Замешался в груду креветок
Одинокий сверчок[5].
Это вам не тесный аквариум, а настоящая поэзия!
Но в мире, где я живу, поэзии гораздо меньше, чем в хижине японского рыбака. По-вашему, нормально, когда четыре человека занимают квартиру в четыреста квадратных метров, тогда как множество других людей, среди которых, очень может быть, есть проклятые поэты, не имеют приличного жилья и ютятся вдесятером на двадцати? Когда прошлым летом в новостях передали, что несколько африканцев погибли из-за того, что их битком набитый дом загорелся от брошенной на лестнице спички, я подумала вот что. Эти люди каждый день тычутся в стенки своего аквариума, и никакие сказки не заслонят очевидной реальности. А мои родители и сестра, в своей четырехсотметровой квартире, заставленной мебелью и увешанной картинами, воображают, будто плавают в океане.

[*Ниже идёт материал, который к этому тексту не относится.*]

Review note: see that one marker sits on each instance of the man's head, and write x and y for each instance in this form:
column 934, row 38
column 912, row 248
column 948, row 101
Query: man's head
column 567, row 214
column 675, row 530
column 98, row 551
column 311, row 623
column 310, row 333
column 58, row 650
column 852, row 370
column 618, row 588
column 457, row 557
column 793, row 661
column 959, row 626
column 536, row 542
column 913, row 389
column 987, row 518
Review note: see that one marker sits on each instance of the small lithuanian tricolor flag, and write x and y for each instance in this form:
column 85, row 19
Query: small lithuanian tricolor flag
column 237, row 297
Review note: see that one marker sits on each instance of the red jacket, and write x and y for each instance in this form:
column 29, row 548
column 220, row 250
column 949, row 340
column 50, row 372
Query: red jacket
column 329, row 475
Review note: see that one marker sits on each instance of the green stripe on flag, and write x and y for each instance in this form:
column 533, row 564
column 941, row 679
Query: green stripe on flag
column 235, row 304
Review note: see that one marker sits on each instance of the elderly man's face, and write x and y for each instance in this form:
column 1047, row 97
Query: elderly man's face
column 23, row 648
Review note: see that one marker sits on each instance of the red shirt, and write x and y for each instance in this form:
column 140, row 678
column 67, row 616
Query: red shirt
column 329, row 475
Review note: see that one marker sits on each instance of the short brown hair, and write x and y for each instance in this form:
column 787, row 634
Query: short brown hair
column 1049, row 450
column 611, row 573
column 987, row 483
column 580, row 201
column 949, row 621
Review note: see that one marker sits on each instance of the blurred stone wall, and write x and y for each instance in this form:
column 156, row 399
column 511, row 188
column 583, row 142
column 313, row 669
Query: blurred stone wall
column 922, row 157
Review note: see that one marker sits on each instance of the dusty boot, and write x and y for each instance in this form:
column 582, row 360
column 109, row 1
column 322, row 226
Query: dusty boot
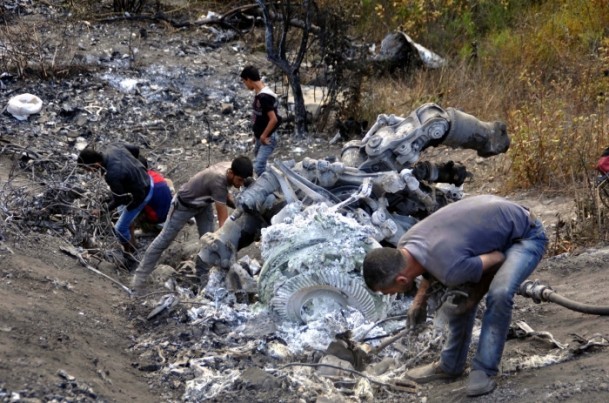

Так вот, шестнадцатого июня я постараюсь напомнить им об их сардиньем уделе: возьму и подожгу квартиру (с помощью разжигательной жидкости для барбекю). Заметьте, я не убийца, я это сделаю, когда в квартире никого не будет (шестнадцатого июня — суббота, а в субботу вечером Коломба отправляется к Тиберу, мама — на йогу, а папа — в свой клуб, дома остаюсь одна я), кошек выпущу в окно и заблаговременно вызову пожарных, чтобы обошлось без жертв. А сама спокойненько улягусь в маминой кровати и проглочу свое снотворное.
Может, лишившись квартиры и дочери, они задумаются о мертвых африканцах?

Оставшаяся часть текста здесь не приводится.